Interpretive Summary: For large scale projects, the ability of soils to retain and to transmit water is often estimated rather than measured. The estimation uses soil survey data as the input and the soil water retention and hydraulic conductivity as the output. Currently, the estimation procedures relate the inputs and outputs using the artificial intelligence, or machine learning. Artificial neural networks (ANNs) that crudely mimic the brain functioning are the tools of choice. Although preferable to statistical regression techniques, ANNs have an important disadvantage - there is no guarantee that the ANN does the best estimation. Recently a different, more rigorous estimation method called support vector machines (SVM) has been introduced and is gaining popularity is due to the belief that it produces the best estimates. We compared SVM and ANN estimators obtained on the national database called Soil Profiles Bank of Polish Mineral Soils. ANN gave the same accuracy as SVM. This allows one to suggest that existing ANN-based hydraulic property estimators provide the best estimations, although this hypothesis needs further testing.

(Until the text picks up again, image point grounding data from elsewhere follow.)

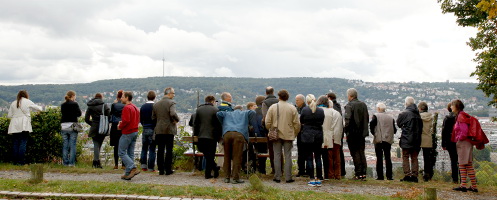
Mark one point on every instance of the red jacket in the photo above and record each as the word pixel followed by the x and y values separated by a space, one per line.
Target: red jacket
pixel 130 119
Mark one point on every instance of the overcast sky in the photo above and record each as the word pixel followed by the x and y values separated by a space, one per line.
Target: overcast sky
pixel 372 40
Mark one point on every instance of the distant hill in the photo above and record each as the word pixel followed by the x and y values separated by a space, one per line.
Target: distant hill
pixel 244 90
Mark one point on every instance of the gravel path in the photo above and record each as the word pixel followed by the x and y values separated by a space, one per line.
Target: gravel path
pixel 188 178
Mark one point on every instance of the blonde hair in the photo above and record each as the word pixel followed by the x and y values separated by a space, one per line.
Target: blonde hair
pixel 311 102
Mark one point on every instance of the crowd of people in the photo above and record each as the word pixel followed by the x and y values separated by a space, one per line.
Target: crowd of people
pixel 318 125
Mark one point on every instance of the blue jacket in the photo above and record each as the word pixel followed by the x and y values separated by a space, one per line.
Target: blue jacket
pixel 237 121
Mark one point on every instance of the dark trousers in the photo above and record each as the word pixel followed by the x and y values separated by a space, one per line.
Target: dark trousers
pixel 380 150
pixel 164 142
pixel 451 148
pixel 208 147
pixel 357 152
pixel 20 141
pixel 233 149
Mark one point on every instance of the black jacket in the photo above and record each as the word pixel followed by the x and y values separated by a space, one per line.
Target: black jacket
pixel 356 120
pixel 70 111
pixel 411 124
pixel 206 125
pixel 312 126
pixel 447 127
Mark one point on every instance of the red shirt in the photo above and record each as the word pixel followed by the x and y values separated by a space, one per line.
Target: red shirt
pixel 129 119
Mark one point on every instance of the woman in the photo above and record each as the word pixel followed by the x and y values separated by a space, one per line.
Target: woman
pixel 20 124
pixel 464 147
pixel 312 119
pixel 115 112
pixel 70 113
pixel 94 111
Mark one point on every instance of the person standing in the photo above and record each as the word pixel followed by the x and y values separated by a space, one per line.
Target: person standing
pixel 148 144
pixel 70 112
pixel 165 113
pixel 129 127
pixel 20 125
pixel 92 117
pixel 409 121
pixel 426 140
pixel 382 126
pixel 207 128
pixel 447 144
pixel 356 127
pixel 463 146
pixel 285 118
pixel 115 112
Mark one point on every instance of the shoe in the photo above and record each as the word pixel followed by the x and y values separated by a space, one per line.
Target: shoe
pixel 237 181
pixel 462 189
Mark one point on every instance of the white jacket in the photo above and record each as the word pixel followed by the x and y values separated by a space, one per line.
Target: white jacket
pixel 20 118
pixel 332 128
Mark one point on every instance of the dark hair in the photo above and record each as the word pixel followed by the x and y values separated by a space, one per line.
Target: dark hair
pixel 20 95
pixel 458 104
pixel 119 94
pixel 151 95
pixel 323 100
pixel 269 90
pixel 283 94
pixel 69 95
pixel 209 99
pixel 128 95
pixel 332 96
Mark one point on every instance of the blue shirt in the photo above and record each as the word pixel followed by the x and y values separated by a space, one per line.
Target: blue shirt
pixel 237 121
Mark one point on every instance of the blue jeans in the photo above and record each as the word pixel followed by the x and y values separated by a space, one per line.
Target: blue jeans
pixel 127 149
pixel 20 141
pixel 69 147
pixel 148 144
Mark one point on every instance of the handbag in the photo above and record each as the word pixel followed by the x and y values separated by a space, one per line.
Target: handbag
pixel 273 132
pixel 103 127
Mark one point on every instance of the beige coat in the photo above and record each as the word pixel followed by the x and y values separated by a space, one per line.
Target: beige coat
pixel 288 123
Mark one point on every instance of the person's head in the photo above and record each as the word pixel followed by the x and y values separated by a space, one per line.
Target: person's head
pixel 331 96
pixel 70 95
pixel 259 100
pixel 423 107
pixel 20 95
pixel 456 106
pixel 119 95
pixel 210 99
pixel 151 95
pixel 226 96
pixel 409 101
pixel 323 100
pixel 127 97
pixel 169 92
pixel 381 107
pixel 311 102
pixel 351 94
pixel 269 90
pixel 300 100
pixel 283 95
pixel 251 106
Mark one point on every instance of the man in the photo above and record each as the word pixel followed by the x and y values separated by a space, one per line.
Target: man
pixel 165 113
pixel 356 128
pixel 409 121
pixel 235 135
pixel 382 126
pixel 285 118
pixel 270 100
pixel 299 105
pixel 148 144
pixel 208 130
pixel 336 106
pixel 128 125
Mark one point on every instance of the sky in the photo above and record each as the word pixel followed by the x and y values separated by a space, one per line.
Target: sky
pixel 60 41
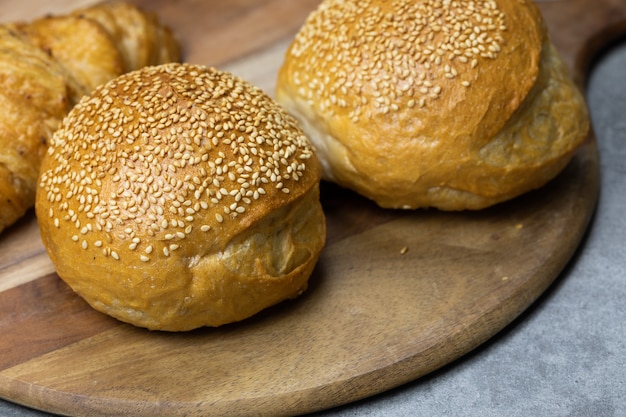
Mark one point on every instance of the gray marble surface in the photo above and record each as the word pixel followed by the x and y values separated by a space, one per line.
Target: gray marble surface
pixel 566 356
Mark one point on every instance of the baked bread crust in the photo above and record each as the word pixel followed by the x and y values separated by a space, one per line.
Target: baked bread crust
pixel 454 105
pixel 180 196
pixel 46 67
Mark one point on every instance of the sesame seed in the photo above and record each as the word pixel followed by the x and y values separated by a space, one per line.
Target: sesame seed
pixel 155 167
pixel 429 36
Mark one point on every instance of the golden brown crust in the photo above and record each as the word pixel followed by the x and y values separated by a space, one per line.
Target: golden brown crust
pixel 179 196
pixel 46 66
pixel 412 111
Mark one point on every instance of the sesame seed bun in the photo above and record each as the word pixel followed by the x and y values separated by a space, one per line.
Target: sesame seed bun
pixel 448 104
pixel 180 196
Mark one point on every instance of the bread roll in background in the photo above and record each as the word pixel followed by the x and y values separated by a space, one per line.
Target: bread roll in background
pixel 180 196
pixel 47 65
pixel 419 103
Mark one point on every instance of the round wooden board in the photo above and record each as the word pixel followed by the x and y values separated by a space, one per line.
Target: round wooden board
pixel 395 295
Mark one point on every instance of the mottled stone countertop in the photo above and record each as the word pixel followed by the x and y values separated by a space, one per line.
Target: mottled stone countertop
pixel 566 355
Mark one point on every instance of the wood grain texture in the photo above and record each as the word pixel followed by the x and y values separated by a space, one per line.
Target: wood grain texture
pixel 373 318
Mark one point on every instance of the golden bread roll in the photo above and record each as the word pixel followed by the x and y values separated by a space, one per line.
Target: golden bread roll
pixel 179 196
pixel 429 103
pixel 46 66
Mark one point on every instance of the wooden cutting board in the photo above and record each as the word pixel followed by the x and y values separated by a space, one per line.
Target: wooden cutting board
pixel 395 296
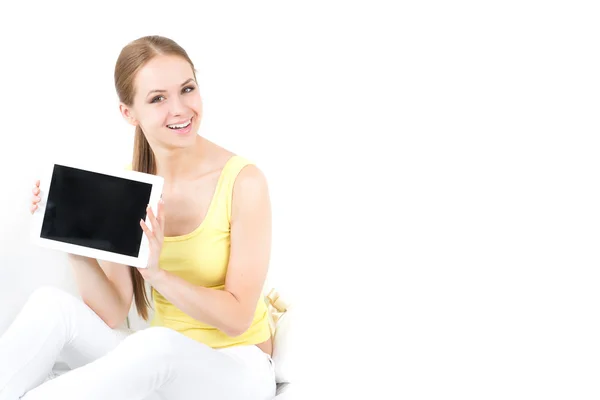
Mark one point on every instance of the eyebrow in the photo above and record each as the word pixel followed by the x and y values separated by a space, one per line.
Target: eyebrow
pixel 162 91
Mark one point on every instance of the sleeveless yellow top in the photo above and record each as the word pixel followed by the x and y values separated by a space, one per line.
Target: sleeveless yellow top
pixel 201 258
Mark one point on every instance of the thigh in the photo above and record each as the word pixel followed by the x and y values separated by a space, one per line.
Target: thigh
pixel 198 371
pixel 89 337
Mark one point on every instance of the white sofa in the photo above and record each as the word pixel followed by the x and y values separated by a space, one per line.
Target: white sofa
pixel 25 267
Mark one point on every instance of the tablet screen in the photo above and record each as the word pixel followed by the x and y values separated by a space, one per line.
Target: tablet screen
pixel 95 210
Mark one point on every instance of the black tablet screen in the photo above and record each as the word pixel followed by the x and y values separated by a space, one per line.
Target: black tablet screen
pixel 95 210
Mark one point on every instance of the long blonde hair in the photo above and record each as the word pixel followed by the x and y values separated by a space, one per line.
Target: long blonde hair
pixel 131 59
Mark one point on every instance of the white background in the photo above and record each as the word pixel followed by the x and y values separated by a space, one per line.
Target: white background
pixel 434 174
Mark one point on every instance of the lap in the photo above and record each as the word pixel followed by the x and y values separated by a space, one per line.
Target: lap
pixel 242 372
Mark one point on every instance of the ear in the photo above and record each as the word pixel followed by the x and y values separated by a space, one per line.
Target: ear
pixel 128 114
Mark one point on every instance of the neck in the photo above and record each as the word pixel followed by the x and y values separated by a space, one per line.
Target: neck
pixel 178 164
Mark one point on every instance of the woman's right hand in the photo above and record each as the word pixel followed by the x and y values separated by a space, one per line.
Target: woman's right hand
pixel 35 199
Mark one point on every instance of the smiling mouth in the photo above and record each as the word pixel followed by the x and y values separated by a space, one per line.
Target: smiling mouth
pixel 180 126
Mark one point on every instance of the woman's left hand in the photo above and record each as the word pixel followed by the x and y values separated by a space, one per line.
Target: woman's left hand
pixel 155 238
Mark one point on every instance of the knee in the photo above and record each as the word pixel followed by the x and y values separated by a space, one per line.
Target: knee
pixel 49 296
pixel 152 342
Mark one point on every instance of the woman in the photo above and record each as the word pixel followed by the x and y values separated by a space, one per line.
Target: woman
pixel 210 246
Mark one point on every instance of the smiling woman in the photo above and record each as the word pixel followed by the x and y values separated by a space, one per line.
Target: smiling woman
pixel 210 243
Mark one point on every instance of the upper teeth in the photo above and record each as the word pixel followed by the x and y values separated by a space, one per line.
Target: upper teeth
pixel 180 125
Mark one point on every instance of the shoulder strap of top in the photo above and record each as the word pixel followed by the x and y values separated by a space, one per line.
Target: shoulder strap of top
pixel 227 180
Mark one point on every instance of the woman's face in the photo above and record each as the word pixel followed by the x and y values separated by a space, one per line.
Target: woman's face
pixel 167 103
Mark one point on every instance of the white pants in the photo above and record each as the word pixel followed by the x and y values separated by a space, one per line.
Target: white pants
pixel 154 363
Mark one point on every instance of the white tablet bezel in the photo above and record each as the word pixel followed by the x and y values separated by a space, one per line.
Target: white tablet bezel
pixel 141 260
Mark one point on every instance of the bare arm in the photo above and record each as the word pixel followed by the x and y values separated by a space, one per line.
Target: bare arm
pixel 105 287
pixel 231 310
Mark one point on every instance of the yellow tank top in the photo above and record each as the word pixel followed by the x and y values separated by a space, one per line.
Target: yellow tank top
pixel 201 257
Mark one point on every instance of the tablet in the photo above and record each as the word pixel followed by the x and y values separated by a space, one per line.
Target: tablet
pixel 96 212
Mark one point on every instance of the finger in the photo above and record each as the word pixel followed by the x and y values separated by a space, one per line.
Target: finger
pixel 161 214
pixel 147 231
pixel 152 218
pixel 156 225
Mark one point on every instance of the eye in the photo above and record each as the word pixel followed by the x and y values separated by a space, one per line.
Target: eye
pixel 188 89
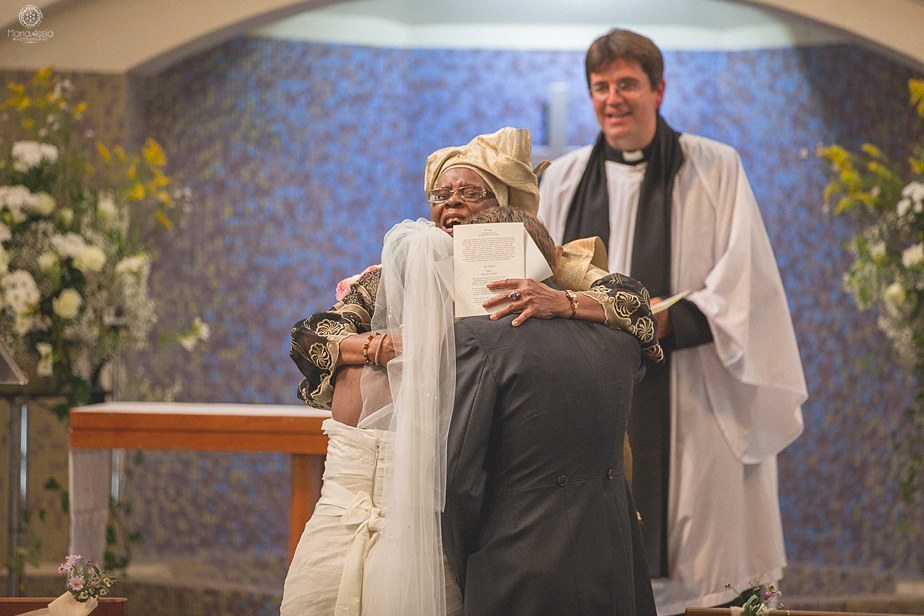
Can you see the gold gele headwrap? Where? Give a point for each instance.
(502, 159)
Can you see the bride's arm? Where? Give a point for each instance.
(327, 340)
(617, 301)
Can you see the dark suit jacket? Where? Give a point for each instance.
(538, 516)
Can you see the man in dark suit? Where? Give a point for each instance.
(538, 517)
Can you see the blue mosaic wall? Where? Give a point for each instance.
(302, 155)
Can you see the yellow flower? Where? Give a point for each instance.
(164, 197)
(104, 152)
(872, 150)
(137, 192)
(880, 170)
(916, 88)
(917, 165)
(153, 153)
(163, 220)
(159, 178)
(43, 75)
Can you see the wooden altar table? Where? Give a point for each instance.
(292, 429)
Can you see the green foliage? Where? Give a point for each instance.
(887, 273)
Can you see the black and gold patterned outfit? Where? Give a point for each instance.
(316, 339)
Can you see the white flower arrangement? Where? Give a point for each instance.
(28, 155)
(887, 273)
(70, 221)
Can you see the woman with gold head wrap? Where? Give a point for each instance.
(331, 569)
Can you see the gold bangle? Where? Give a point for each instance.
(572, 297)
(378, 350)
(366, 360)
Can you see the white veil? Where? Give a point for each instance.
(413, 304)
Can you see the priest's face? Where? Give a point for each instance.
(456, 195)
(625, 104)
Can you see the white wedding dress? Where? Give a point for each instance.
(373, 545)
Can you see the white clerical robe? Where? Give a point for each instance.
(735, 403)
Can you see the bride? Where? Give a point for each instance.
(349, 561)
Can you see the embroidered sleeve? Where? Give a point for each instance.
(316, 339)
(625, 303)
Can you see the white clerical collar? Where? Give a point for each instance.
(633, 156)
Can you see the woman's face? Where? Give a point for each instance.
(454, 209)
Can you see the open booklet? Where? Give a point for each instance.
(494, 251)
(487, 253)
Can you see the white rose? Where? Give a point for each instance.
(90, 259)
(913, 255)
(914, 191)
(22, 323)
(16, 199)
(20, 292)
(30, 154)
(44, 204)
(67, 304)
(66, 216)
(69, 244)
(47, 261)
(131, 265)
(45, 367)
(106, 208)
(43, 348)
(895, 294)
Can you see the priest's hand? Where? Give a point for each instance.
(662, 320)
(530, 298)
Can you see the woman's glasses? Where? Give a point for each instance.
(466, 193)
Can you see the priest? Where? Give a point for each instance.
(677, 213)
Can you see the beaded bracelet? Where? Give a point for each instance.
(572, 297)
(366, 360)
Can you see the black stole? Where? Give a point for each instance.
(649, 422)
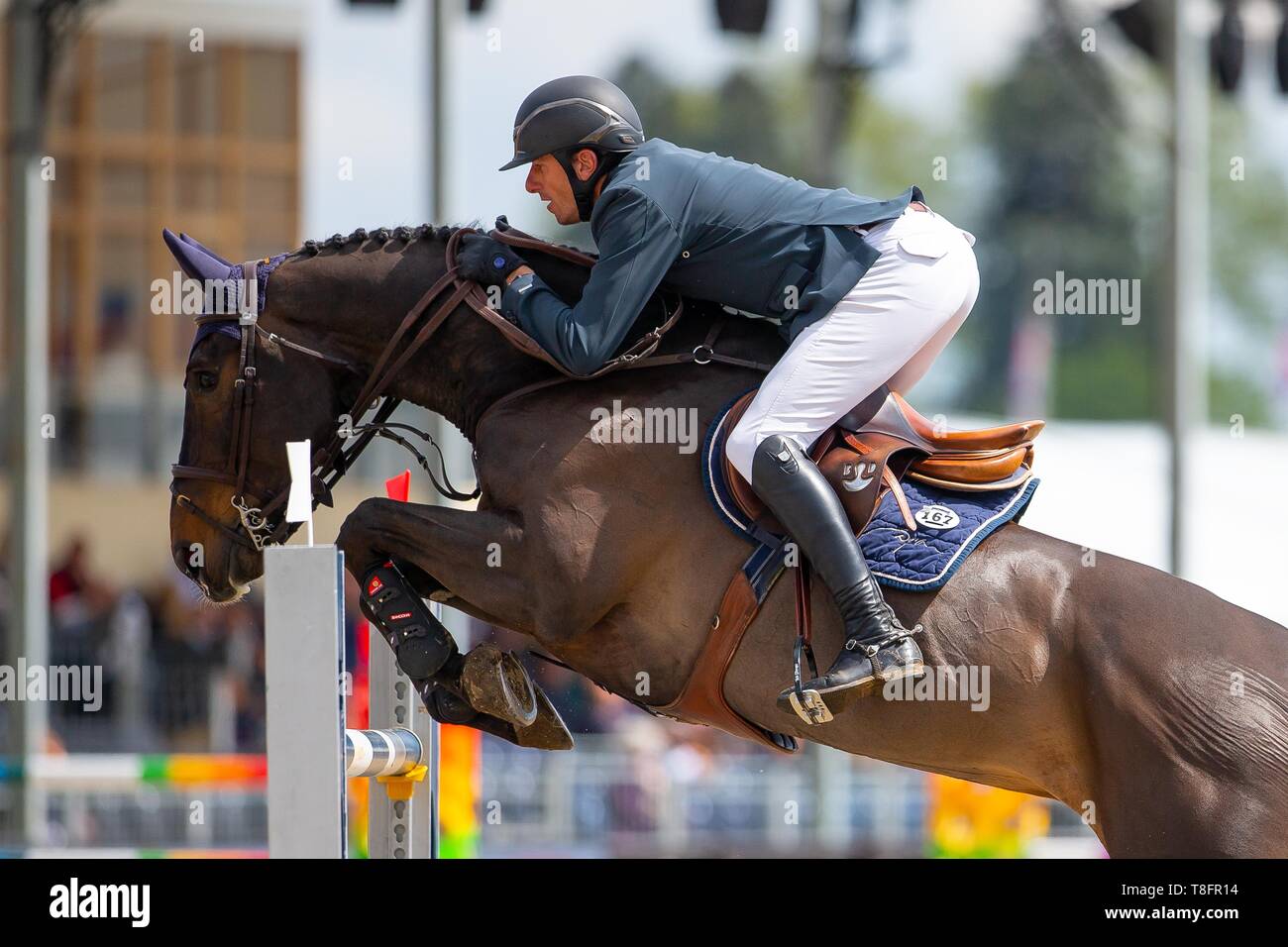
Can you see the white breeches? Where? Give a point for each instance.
(888, 329)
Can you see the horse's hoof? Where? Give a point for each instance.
(549, 732)
(494, 684)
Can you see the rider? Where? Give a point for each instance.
(867, 292)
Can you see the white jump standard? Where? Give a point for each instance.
(310, 754)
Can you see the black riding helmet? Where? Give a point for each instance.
(566, 115)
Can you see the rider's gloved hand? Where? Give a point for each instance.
(484, 261)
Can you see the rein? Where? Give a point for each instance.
(257, 527)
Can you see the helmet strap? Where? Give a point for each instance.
(584, 191)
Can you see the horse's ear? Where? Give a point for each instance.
(192, 241)
(193, 261)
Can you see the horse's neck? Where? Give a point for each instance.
(353, 304)
(465, 368)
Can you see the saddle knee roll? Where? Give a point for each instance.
(421, 643)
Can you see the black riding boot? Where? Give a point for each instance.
(877, 648)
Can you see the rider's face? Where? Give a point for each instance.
(548, 179)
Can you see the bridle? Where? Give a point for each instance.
(258, 526)
(262, 526)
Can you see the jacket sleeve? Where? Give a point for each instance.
(638, 244)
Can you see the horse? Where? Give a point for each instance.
(1149, 706)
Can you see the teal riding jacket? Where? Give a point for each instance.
(711, 228)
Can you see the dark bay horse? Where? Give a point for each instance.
(1149, 706)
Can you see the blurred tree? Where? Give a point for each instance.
(1065, 201)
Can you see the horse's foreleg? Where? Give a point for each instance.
(476, 557)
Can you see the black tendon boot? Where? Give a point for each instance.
(487, 681)
(877, 648)
(421, 644)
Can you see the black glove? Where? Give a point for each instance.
(484, 261)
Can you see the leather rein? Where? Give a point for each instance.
(256, 527)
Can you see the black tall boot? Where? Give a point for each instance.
(877, 648)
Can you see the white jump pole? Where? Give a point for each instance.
(310, 754)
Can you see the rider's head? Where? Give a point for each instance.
(574, 132)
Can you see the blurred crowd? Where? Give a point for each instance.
(183, 676)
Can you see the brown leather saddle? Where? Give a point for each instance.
(884, 440)
(867, 454)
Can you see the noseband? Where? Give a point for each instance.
(257, 527)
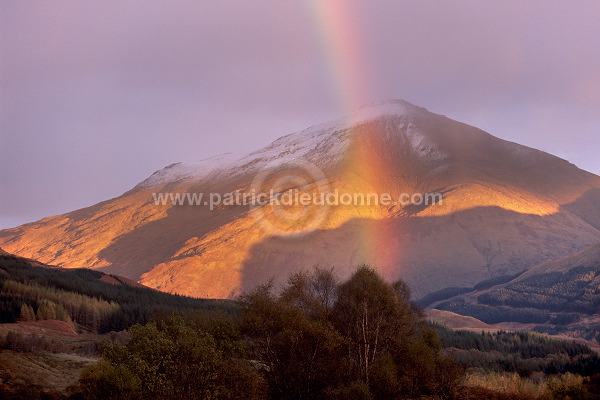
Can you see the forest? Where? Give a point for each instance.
(314, 338)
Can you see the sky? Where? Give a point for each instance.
(97, 95)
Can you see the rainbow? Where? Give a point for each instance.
(344, 52)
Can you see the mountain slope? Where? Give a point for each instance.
(560, 297)
(506, 208)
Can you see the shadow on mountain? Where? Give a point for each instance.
(431, 253)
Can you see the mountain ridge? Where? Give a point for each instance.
(506, 208)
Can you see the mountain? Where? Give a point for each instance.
(505, 208)
(558, 297)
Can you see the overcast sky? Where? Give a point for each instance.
(97, 95)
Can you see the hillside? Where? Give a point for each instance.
(506, 208)
(89, 300)
(558, 297)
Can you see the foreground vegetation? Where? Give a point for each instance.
(78, 296)
(316, 338)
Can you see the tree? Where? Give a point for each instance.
(169, 359)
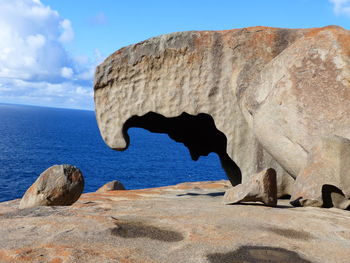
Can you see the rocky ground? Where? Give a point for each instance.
(181, 223)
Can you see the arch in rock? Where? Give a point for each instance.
(197, 132)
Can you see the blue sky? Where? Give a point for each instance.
(50, 48)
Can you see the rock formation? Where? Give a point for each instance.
(261, 187)
(58, 185)
(179, 223)
(111, 186)
(264, 98)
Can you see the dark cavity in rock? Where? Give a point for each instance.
(257, 254)
(197, 132)
(141, 230)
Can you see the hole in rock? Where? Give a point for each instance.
(255, 254)
(141, 230)
(197, 132)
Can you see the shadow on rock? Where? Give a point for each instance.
(141, 230)
(209, 194)
(257, 254)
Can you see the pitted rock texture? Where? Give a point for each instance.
(261, 187)
(180, 223)
(274, 93)
(58, 185)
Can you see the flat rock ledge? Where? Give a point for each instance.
(181, 223)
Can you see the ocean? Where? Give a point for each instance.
(34, 138)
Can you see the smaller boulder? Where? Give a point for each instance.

Pedotransfer functions (PTF), which estimate soil hydraulic parameters from better known soil properties, are the important data source for hydrologic modeling. Recently artificial neural networks (ANNs) became the tool of choice in PTF development. Training of ANN can be viewed as finding the minimum of the mean-squared error as dependent on the neuron weights. None of training algorithms can guarantee that the global rather the local minimum will be found. Recent developments in machine learning methods include the growing research and application of the alternative data driven method called Support Vector Machines (SVMs). SVMs have gained popularity in many traditionally ANNs dominated fields. Using the SVM eliminates the local minimum issue - the minimum found is always the global one. The objective of this work was to see whether using the SVM to develop PTFs may have some advantages compared with the ANN. We have used the Soil Profiles Bank of Polish Mineral Soils that includes hydraulic properties for about 1000 soil samples taken from 290 soil profiles. This database was repeatedly randomly split into training and testing datasets, and both SVMs and ANNs were trained and tested for each split with bulk density, sand and clay as input variables, and water contents at 11 soil water potentials as the output variables. The PTF performance was evaluated by using the test datasets to compute the determination coefficient, the root-mean-squared error, and slope and intercept of the linear regression “simulated vs. measured water contents.” There was no statistically significant difference (P<0.05) between the average ANN and SVM determination coefficient and the root-mean-squared error for most of the 11 matric potential measurement levels. The SVM performed slightly better where the significant difference was found but this difference should not be important for many practical purposes. Overall, the ANN did not demonstrate the tendency to generate worse predictions after being stuck in local minima for the database of this work.